The most popular class of vision aid systems for low vision patients is based on the idea of magnification. These aids are helpful for tasks such as reading but of course are not useful in other common daily tasks such as navigation.

Video goggles (Video goggles are marketed by several companies such as, e.g., eSight , Enhanced Vision and Lumus ) are another kind of device where visual information is captured by a head-mounted camera, processed and then displayed on a near-the-eye display screen. So far, this technology did not encountered a big success essentially due to their narrow field of view. This situation could evolve with the fast progression of technology around virtual reality and augmented reality.

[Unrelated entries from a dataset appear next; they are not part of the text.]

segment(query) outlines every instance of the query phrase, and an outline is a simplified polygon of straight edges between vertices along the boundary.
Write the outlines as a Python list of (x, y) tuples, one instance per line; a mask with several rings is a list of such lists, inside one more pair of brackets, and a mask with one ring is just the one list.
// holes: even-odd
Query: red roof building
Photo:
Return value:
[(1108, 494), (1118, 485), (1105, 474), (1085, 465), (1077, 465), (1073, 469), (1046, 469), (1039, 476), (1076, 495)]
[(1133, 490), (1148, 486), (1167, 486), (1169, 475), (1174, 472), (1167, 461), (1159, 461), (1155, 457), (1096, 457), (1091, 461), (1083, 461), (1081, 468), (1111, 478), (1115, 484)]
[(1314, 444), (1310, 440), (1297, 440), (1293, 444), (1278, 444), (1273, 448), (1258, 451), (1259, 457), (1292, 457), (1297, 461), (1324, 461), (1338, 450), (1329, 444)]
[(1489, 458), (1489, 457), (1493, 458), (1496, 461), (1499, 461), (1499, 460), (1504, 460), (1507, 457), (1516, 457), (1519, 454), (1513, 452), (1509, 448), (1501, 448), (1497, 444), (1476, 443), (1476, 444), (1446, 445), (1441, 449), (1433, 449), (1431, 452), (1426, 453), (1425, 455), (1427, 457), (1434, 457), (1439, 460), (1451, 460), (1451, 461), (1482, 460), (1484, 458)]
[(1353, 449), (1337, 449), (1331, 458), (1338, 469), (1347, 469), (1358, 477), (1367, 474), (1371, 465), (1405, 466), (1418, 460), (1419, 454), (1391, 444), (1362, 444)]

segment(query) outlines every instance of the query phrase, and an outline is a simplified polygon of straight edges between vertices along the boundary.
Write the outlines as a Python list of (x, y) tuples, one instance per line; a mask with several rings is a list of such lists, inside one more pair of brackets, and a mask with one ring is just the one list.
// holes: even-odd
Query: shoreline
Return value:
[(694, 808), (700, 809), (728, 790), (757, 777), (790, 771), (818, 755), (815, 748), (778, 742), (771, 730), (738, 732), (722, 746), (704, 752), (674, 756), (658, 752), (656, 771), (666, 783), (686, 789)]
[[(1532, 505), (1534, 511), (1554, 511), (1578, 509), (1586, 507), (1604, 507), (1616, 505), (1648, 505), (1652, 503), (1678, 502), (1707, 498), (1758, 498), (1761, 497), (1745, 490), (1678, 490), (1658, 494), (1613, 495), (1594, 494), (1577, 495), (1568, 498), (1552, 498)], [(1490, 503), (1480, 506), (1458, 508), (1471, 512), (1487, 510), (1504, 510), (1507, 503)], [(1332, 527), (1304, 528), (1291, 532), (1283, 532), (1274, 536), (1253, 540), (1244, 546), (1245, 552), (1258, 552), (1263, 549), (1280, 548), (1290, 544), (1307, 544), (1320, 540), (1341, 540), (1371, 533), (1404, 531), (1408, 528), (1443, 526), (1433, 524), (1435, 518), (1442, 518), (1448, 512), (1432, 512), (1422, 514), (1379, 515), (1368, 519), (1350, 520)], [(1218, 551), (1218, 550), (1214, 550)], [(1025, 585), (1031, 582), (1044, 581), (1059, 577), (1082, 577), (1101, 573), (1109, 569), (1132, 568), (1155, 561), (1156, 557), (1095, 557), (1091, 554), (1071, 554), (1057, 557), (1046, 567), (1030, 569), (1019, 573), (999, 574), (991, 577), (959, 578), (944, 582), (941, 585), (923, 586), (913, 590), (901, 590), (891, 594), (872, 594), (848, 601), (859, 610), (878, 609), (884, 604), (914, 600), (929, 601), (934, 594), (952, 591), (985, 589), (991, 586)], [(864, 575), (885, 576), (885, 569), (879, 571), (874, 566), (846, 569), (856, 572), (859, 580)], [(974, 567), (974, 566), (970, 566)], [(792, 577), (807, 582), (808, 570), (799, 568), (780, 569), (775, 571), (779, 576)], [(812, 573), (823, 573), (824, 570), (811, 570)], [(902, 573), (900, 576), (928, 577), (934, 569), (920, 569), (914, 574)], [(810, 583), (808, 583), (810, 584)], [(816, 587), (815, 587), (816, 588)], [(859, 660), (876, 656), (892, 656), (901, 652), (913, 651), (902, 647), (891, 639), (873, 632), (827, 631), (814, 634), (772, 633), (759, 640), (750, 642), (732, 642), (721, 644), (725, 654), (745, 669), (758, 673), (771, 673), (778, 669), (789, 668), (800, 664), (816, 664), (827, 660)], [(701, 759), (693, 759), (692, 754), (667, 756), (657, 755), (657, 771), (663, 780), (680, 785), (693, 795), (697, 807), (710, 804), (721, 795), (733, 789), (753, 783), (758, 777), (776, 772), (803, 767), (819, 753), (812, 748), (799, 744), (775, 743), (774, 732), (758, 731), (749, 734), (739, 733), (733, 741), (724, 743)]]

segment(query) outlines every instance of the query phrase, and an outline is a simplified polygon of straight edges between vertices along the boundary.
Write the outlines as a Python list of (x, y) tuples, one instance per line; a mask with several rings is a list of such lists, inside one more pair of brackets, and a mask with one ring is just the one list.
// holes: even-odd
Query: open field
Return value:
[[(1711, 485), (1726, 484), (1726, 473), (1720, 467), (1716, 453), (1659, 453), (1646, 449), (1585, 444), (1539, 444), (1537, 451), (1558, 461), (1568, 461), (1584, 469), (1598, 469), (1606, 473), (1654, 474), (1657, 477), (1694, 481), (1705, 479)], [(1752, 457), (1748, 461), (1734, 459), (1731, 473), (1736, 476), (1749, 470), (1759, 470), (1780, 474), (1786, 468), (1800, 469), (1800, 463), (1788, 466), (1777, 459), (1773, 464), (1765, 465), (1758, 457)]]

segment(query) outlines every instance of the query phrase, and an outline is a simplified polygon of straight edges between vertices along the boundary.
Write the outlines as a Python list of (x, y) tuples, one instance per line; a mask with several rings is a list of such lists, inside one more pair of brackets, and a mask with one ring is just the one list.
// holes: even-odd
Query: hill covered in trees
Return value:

In BIOVISION we mainly focus on this technology to develop new vision aid systems that could take into account the pathologies of low vision patients but also on the tasks performed by the patients. We have three main goals:

  1. We plan to focus on three tasks: reading, watching movies and navigating (indoor or outdoor), which are all important daily life activities for patients.

  2. We aim at proposing new scene enhancements depending on pathologies.

  3. We want to test them in immersive environments with low vision patients, taking into consideration ergonomics.

Axis 2: Human vision understanding through joint experimental and modeling studies, for normal and distrophic retinas

A holistic point of view is emerging in neuroscience where one can observe simultaneously how vision works at different levels of the hierarchy in the visual system. Multiple scales functional analysis and connectomics are also exploding in brain science, and studies of visual systems are upfront on this fast move. These integrated studies call for new classes of theoretical and integrated models where the goal is the modeling of visual functions such as motion integration.

In BIOVISION we contribute to a better understanding of the visual system with three main goals:

  1. We aim at proposing simplified mathematical models characterizing how the retina converts a visual scene into spike population coding, in normal and under specific pathological conditions.

  2. We want to design an integrated numerical model of the visual stream, with a focus on motion integration, from retina to visual cortex area (e.g., the motion stream V1-MT-MST).

  3. We plan to develop a simulation platform emulating the retinal spike-response to visual and prosthetic simulations, in normal and pathological conditions.

Finally, although this is not the main goal of our team, another natural avenue of our research will be to develop novel synergistic solutions to solve computer vision tasks based on bio-inspired mechanisms.